Initially, SCIG was given only to small children who had poor venous access, but the patient group was gradually expanded as the method proved popular. Two teenage boys with X linked agammaglobulinaemia requested a change from IVIG because of the increased flexibility and independence of self infusion allowed by SCIG. Audit of the patient group confirmed that many families prefer shorter, more frequent infusions at home to the more disruptive and lengthy three weekly visits to hospital demanded by IVIG.

Maintenance of adequate serum IgG concentrations in adults treated with SCIG has been well documented.17 Our observations in children are consistent with this. The doses required are variable, as with the intravenous route. Only one of our patients was loaded rapidly by giving a series of SCIG infusions. In patients with very low IgG, subnormal concentrations after three months may not be acceptable, and loading doses of SCIG or IVIG may be of benefit to achieve normal concentrations more rapidly.
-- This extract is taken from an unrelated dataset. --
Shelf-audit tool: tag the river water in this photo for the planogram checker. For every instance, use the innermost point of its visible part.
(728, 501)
No formal cost comparison with home IVIG has been undertaken, but at present the subcutaneous products are considerably cheaper than the cheapest intravenous products. Home treatment preparation and training can be completed quickly after three to four infusion sessions, and the disposable equipment required is minimal. Our impression is that a formal cost audit of SCIG would show considerable cost savings for the service. Home treatment is not possible for many of the smaller children receiving IVIG, but it is a viable proposition for almost all children receiving SCIG.

Subcutaneous immunoglobulin infusion treatment has, in our experience, been a convenient and popular alternative to intravenous treatment. SCIG is well tolerated and no systemic nor clinically significant adverse effect occurred. These early observations suggest that it is effective and safe, but more formal studies are required in children to verify these impressions, and pharmaceutical companies should be encouraged to develop new generation immunoglobulin products suitable for subcutaneous use to minimise viral infection risk.